Assays and calculations
Survival time was recorded for 12 h and the median survival time for each group was calculated. Animals surviving to 12 h were anesthetized and sacrificed.
Rats in groups C, SAP, SL, MUL and IU (n=8 for each group) were sacrificed for histology and amylase and lipase measurements 3 h after the establishment of each model. Arterial blood was also collected into heparinized syringes from the abdominal aorta following general anesthesia and a second laparotomy. Blood pH, lactic acid and base excess were detected using a blood gas analyzer (GEM 3000; Instrumentation Laboratory Company, Bedford, MA, USA). The activity of plasma amylase and lipase was determined using an automatic biochemical analyzer (Beckman Coulter-AU5800; Beckman Coulter, Indianapolis, IN, USA).
Pancreatic tissue for histology was fixed in formalin, subjected to conventional dehydration, embedded in paraffin and then sectioned into 5-µm sections, for subsequent staining by hematoxylin and eosin. Examination by light microscopy was performed by two professional pathologists using a double-blind method as to whether the section was from the treatment or the control groups. Three slices were randomly selected from each group; 10 high-power fields of vision were randomly selected for each slice and the extent of pancreatic tissue damage due to edema, inflammation and necrosis was evaluated as the histological parameters for grading the specific tissue damage to the pancreas. The pathological score for pancreatic tissue was calculated according to Rongione's standards as a reference with a minimum score of 0 and the highest score of 4 (11).
Statistical analysis
Data are expressed as mean ± standard deviation.
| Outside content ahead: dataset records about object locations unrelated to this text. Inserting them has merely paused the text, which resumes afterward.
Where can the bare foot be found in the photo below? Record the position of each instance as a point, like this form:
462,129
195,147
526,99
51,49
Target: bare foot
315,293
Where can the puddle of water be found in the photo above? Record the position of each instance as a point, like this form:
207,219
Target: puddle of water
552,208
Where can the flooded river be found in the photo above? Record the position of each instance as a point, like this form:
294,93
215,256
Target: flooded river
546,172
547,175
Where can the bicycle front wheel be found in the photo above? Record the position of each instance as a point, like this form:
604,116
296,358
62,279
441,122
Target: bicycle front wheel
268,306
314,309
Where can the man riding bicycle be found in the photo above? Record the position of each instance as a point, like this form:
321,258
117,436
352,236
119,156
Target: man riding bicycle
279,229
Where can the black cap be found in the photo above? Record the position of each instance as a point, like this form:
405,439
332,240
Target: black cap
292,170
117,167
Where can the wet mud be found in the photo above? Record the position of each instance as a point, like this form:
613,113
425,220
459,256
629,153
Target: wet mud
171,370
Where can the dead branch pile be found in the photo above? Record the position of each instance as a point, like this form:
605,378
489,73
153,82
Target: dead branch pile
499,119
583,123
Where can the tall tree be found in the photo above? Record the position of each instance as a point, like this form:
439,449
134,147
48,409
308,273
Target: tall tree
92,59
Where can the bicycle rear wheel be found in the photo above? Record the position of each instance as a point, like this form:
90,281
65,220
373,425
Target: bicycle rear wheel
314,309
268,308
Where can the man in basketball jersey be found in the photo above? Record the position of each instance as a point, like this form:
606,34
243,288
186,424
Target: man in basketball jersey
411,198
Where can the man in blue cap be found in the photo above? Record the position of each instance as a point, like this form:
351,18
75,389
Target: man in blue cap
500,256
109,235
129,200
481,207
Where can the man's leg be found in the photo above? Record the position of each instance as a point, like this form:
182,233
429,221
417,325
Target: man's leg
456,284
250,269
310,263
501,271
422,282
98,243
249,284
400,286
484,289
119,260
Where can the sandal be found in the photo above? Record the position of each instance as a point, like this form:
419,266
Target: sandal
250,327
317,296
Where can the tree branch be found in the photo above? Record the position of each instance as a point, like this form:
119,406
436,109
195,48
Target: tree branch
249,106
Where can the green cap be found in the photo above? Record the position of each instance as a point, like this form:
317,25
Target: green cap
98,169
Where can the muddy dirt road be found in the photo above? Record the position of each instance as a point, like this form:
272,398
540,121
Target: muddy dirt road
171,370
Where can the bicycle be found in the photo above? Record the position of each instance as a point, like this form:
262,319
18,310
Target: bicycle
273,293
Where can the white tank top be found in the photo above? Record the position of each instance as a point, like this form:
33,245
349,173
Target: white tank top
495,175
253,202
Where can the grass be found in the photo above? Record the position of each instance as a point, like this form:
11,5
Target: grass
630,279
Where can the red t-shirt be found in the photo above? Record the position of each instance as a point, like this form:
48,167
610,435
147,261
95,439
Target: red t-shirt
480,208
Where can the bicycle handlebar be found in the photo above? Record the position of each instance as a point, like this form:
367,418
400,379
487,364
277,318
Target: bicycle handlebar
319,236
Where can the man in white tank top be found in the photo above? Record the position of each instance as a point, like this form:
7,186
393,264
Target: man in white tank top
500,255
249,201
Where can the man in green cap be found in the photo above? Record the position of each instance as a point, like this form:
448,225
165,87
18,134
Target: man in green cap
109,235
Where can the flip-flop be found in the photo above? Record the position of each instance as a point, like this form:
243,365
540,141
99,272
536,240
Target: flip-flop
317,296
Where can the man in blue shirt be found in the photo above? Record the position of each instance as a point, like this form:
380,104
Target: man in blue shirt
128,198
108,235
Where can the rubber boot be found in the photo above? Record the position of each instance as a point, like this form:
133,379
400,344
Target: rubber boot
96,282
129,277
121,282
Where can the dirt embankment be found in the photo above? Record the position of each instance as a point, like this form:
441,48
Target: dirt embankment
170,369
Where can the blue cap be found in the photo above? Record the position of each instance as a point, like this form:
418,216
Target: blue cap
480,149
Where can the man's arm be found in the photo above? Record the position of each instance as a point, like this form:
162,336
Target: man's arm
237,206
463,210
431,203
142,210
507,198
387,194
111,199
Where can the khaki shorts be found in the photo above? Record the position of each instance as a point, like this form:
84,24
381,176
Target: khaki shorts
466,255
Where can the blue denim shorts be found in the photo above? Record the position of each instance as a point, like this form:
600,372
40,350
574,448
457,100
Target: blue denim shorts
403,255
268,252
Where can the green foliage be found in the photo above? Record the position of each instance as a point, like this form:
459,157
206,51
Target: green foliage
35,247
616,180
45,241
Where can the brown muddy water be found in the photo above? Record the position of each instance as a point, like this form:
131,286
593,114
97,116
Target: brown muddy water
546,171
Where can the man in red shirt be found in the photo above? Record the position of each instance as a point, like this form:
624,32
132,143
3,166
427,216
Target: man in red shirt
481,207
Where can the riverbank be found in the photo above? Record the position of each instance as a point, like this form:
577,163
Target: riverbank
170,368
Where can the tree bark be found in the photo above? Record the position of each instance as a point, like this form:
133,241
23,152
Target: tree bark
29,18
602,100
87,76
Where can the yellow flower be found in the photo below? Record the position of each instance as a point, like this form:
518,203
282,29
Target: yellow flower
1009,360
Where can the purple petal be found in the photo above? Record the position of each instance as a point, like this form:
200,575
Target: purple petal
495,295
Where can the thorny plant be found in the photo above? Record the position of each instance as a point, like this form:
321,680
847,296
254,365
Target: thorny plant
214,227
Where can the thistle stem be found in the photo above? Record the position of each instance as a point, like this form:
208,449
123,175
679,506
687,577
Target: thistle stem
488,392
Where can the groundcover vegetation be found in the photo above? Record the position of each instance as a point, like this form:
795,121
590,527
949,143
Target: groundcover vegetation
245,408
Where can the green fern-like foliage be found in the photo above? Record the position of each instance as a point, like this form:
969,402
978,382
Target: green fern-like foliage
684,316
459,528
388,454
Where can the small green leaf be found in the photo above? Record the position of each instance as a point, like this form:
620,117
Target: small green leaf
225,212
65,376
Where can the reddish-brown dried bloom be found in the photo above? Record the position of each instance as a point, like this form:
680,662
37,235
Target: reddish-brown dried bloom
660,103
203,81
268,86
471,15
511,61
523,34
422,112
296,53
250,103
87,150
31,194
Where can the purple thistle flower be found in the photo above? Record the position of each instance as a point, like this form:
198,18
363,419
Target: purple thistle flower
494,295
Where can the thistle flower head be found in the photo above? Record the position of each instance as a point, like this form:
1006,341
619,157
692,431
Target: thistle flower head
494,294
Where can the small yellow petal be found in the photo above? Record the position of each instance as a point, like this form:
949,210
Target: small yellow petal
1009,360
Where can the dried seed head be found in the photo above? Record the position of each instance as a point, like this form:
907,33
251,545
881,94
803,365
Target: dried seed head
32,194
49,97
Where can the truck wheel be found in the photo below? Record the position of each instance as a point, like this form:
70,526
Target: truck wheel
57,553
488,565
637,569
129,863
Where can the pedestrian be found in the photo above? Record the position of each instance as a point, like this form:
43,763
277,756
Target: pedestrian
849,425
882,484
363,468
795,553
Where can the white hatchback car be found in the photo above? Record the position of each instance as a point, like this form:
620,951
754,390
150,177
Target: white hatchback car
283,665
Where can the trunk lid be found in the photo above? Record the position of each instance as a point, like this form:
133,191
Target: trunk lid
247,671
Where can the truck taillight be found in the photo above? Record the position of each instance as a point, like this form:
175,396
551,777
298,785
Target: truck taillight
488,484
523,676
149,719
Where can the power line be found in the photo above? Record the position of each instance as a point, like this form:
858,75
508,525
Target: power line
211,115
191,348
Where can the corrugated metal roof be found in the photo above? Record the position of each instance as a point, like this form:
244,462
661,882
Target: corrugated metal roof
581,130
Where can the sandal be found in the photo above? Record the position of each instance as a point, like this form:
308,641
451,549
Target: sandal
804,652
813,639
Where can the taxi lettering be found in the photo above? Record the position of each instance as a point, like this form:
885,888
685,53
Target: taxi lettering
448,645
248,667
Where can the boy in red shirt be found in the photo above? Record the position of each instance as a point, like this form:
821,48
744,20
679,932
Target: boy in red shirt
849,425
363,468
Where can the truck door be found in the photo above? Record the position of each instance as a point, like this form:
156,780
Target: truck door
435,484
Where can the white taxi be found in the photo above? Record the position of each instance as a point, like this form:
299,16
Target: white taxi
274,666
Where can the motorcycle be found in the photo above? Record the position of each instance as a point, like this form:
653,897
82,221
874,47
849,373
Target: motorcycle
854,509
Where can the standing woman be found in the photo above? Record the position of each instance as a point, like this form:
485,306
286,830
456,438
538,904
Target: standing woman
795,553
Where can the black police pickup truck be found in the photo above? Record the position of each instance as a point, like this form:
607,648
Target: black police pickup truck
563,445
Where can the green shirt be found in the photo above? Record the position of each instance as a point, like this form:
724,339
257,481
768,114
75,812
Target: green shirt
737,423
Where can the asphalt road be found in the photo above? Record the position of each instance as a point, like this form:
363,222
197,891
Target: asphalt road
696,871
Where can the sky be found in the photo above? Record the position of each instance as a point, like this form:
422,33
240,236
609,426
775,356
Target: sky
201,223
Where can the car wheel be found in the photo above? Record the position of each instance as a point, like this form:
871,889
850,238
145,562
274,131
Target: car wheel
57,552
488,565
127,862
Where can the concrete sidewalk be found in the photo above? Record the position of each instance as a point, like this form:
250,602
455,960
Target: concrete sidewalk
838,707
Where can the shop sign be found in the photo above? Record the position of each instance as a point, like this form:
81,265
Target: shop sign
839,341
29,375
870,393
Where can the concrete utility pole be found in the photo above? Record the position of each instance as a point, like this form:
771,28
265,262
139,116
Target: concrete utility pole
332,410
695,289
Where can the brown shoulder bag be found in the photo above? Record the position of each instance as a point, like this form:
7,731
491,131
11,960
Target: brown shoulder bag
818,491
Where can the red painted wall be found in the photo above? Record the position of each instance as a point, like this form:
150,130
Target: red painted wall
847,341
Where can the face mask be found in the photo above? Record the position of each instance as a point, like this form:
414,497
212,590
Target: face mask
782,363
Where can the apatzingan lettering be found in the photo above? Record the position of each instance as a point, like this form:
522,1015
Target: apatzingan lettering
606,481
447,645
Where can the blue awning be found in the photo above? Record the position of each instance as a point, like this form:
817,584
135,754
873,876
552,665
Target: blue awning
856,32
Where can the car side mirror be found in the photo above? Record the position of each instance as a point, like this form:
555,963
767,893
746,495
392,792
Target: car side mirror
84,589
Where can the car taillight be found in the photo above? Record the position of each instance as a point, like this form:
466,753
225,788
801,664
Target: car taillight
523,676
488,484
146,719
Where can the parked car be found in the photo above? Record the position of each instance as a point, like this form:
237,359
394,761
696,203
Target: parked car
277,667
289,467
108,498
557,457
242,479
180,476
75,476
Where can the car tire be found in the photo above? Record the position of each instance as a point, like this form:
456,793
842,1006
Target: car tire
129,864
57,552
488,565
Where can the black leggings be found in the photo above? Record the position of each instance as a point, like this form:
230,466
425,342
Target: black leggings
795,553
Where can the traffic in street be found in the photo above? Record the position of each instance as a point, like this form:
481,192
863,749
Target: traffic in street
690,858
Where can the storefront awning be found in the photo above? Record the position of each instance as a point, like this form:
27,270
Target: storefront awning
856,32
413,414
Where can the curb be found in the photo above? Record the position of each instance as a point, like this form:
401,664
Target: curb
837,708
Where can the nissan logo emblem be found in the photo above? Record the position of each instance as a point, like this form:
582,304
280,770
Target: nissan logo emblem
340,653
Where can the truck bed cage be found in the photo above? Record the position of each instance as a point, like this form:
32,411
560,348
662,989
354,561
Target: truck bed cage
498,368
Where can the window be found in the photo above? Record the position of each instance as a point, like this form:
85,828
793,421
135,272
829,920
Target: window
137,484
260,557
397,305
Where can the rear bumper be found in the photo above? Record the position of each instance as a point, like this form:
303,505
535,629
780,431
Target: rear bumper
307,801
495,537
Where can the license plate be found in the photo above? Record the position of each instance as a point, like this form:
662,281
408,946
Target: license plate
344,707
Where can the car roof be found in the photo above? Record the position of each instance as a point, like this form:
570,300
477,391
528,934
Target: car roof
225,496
Statistical analyses were performed using the SPSS software package (version 19.0; IBM SPSS, Armonk, NY, USA). In the survival experiments, the survival time after the 12-h observation period was conducted by the Kaplan-Meier or Kruskal-Wallis H test. Analysis of variance or the Kruskal-Wallis H test was used for comparisons of biochemical data among all groups. P<0.05 was considered to indicate a statistically significant difference.
Results
Effect of intraperitoneal lavage with different ulinastatin concentrations on the survival time
The rats in group C remained alive after 12 h. The median survival time of the SAP group was 4.83 h. The SL group did not show a prolonged median survival time compared with the SAP group (6.17 vs. 4.83 h; P>0.05, Fig. 1); however, 25 U/ml ulinastatin added to the lavage fluid (LUL group) began to significantly increase the median survival time (8.17 vs. 4.83 h; P<0.01, Fig. 1), and a maximal effect was exerted with the addition of 62.5 U/ml ulinastatin to the lavage fluid (MUL group) (MUL versus SAP, 9.50 vs. 4.83 h; P<0.01, Fig. 1) (MUL versus SL, 9.50 vs. 6.17 h; P<0.01, Fig. 2). A concentration of 125 U/ml ulinastatin (HUL group) caused similar results to the MUL group when compared with the SAP group (8.75 vs. 4.83 h; P<0.01, Fig. 1). The therapeutic effects were attenuated at a concentration of 250 U/ml (UHUL group) compared with the MUL group (7.67 vs. 9.50 h; P<0.05, Fig. 2) but the UHUL group also showed a significantly increased median survival time compared with the SAP group (7.67 vs. 4.83 h; P<0.05, Fig. 1). Intravenous ulinastatin of 2,500 U/100g (IU group) showed a beneficial effect on the median survival time compared with the SAP group (6.67 vs. 4.83 h; P<0.05, Fig. 1) but a diminished effect when compared with the MUL group (6.67 vs. 9.50 h; P<0.01, Fig. 2). The results are summarized in Table I.
Table I.
P-value | |||||||
---|---|---|---|---|---|---|---|
Group | n | Median survival time (h) | Interquartile range (h) | Compared with the SAP group | Compared with the IU group | Compared with the SL group | |
SAP | 10 | 4.83 | 2.83–8.50 | ||||
IU | 10 | 6.67 | 5.50–9.50 | 0.044a | |||
SL | 10 | 6.17 | 5.33–8.33 | 0.370 | 0.267 | ||
LUL | 10 | 8.17 | 5.25–12.00 | 0.003b | 0.046a | 0.011a | |
MUL | 10 | 9.50 | 6.25–12.00 | 0.000b | 0.002b | 0.000b | |
HUL | 10 | 8.75 | 6.00–12.00 | 0.000b | 0.040a | 0.001b | |
UHUL | 10 | 7.67 | 4.25–11.25 | 0.015a | 0.352 | 0.034a |
P<0.05
P<0.01. SAP, severe acute pancreatitis; IU, intravenous ulinastatin (2,500 U/100g); SL, saline lavage; LUL, low-dose ulinastatin lavage (25 U/ml); MUL, medium-dose ulinastatin lavage (62.5 U/ml); HUL, high-dose ulinastatin lavage (125 U/ml); UHUL, ultra-high-dose ulinastatin lavage (250 U/ml).
Effect of lavage with ulinastatin on biochemical parameters
The activity of amylase and lipase in the plasma of the SAP group was significantly increased in comparison with that in group C. The SL, MUL and IU groups all showed significantly reduced amylase and lipase activity compared with the SAP group, with the treatment in the MUL group exerting the maximal effect.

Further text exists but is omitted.